Фил
Я склоняюсь над перилами невообразимо большого судна и смотрю вниз, на борт, покрытый ржавчиной и слизью. Накануне дул пронизывающий, холодный ветер, и на палубу не поднимался никто, кроме тех, чье присутствие было необходимо. Сегодня воздух спокойный и влажный. У неба нет ни конца, ни края, оно словно покрыто бирюзой, и ветер с моря, подпрыгивая на волнах вместе с нами, приносит сладковатый запах. Может быть, он дует с Семисопошного, с Тонгатапу или с островов Номои, вот уже который день оставляя на моих губах привкус соли. Где-то в глубине моего сердца теплится маленький огонек счастья.
Как только я увидел Николаса, то сразу понял, что принял верное решение. Его родители сделали все, чтобы он лежал в отдельной палате. Я открыл дверь и вошел; он спал, вытянув руки – я пытался заставить себя на них не смотреть, – смятое одеяло вздымалось у него на груди.

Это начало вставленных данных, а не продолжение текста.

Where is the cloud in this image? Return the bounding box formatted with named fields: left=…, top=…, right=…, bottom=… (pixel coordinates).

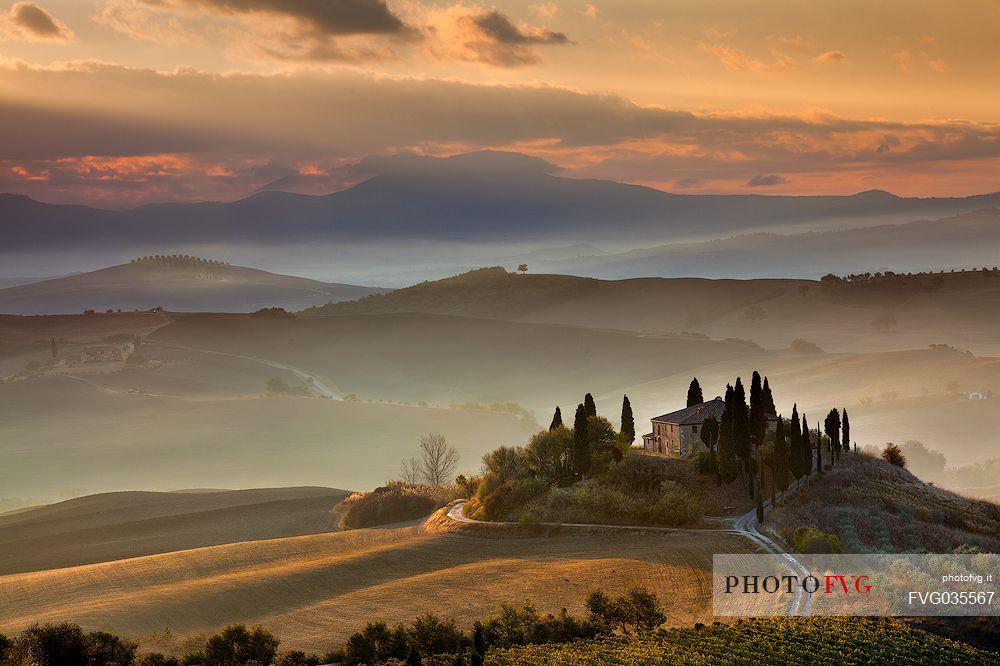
left=0, top=2, right=73, bottom=42
left=0, top=62, right=1000, bottom=201
left=424, top=5, right=572, bottom=68
left=699, top=42, right=798, bottom=74
left=149, top=0, right=410, bottom=36
left=747, top=173, right=788, bottom=187
left=813, top=51, right=847, bottom=63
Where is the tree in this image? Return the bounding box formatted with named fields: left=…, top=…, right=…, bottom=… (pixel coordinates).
left=882, top=442, right=906, bottom=467
left=771, top=417, right=791, bottom=492
left=802, top=419, right=823, bottom=474
left=399, top=456, right=420, bottom=486
left=202, top=624, right=279, bottom=666
left=549, top=406, right=562, bottom=430
left=573, top=402, right=590, bottom=476
left=420, top=433, right=458, bottom=486
left=717, top=384, right=739, bottom=483
left=788, top=403, right=806, bottom=479
left=823, top=409, right=840, bottom=465
left=621, top=395, right=635, bottom=446
left=525, top=425, right=573, bottom=482
left=699, top=414, right=722, bottom=485
left=687, top=377, right=705, bottom=407
left=840, top=407, right=851, bottom=453
left=764, top=377, right=778, bottom=416
left=7, top=623, right=90, bottom=666
left=750, top=370, right=767, bottom=450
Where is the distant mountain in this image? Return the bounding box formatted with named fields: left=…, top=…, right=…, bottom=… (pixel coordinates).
left=0, top=257, right=386, bottom=314
left=0, top=152, right=1000, bottom=252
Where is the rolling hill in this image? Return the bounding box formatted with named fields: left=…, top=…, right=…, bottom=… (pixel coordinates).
left=0, top=257, right=386, bottom=315
left=0, top=526, right=753, bottom=653
left=305, top=267, right=1000, bottom=355
left=0, top=488, right=347, bottom=576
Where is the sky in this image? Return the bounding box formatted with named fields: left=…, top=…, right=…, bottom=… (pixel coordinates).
left=0, top=0, right=1000, bottom=207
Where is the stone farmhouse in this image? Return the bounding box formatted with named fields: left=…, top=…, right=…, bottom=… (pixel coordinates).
left=642, top=396, right=778, bottom=458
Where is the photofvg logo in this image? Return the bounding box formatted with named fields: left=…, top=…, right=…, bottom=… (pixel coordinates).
left=712, top=553, right=1000, bottom=617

Признаться, я не рассчитывал, что на лице его будет такая же черная повязка, как одевают дети, вырядившись в пиратов. Можно было разбудить его или дождаться, когда он проснется. Проблема была только в том, что я не знал, о чем говорить. Между нами все было сказано – по крайней мере то, что мы могли сказать друг другу. Желание проститься с ним и рассказать об отплытии в Америку коренилось в одной лишь глупой надежде на то, что он попросит меня остаться. Одного его слова хватило бы, чтобы я отказался от всех своих надежд, так же как хватило одного его слова, чтобы я решил ехать.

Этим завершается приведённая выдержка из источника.